その後、この幻灯機マジック・ランタン(プロジェクター)はフランス、イタリア、デンマークとヨーロッパ各国で販売されるようになり、もっぱら悪魔や死神の絵といった恐怖ホラー画像を見せつけて人々を脅かし、「この絵を見たら数日後に死ぬ」といったような噂話デマまで垂れ流して宣伝し、18世紀になる頃には日本で言う紙芝居屋に似た幻灯機を使って物語を話す幻灯機芝居屋が各地に現れるようになった。19世紀になると分厚いガラスに描かれていた絵が薄いガラスに描かれるようになり、次に光に化学反応して塩化銀が画像の形で浮き上がってくるようガラスに銀化合物とゼラチンを塗った乾板かんぱんと呼ばれるものにして写真を撮るようになり、ガラスも柔らかいセルロイド(プラスチック)にして巻物ロールに変え、そして連続した写真を撮って動く映像を映画として公開できるようにもなっていった。

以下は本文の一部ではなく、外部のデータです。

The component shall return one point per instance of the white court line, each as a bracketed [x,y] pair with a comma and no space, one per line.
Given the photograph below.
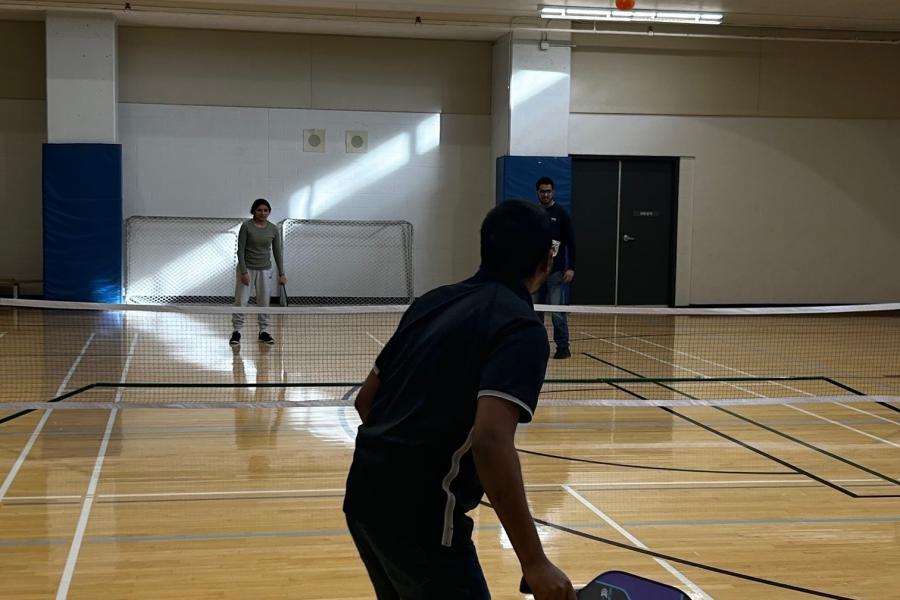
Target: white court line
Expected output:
[757,394]
[534,486]
[696,592]
[7,483]
[26,498]
[781,384]
[810,413]
[63,591]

こうして、今日ではレンズを通してガラスやセルロイドに焼き付けてきた光を電気信号に変えてテレビや携帯電話、パソコンなどに転送し、多くの人達に月や火星、土星といった天体の動画を見せられるようにもなったが、その技術でもって撮影された動画が果たして真実を映しているかどうかは誰にも断定できない。


だって、誰も実際に月や火星、土星に行って見てきたことなどないのだから。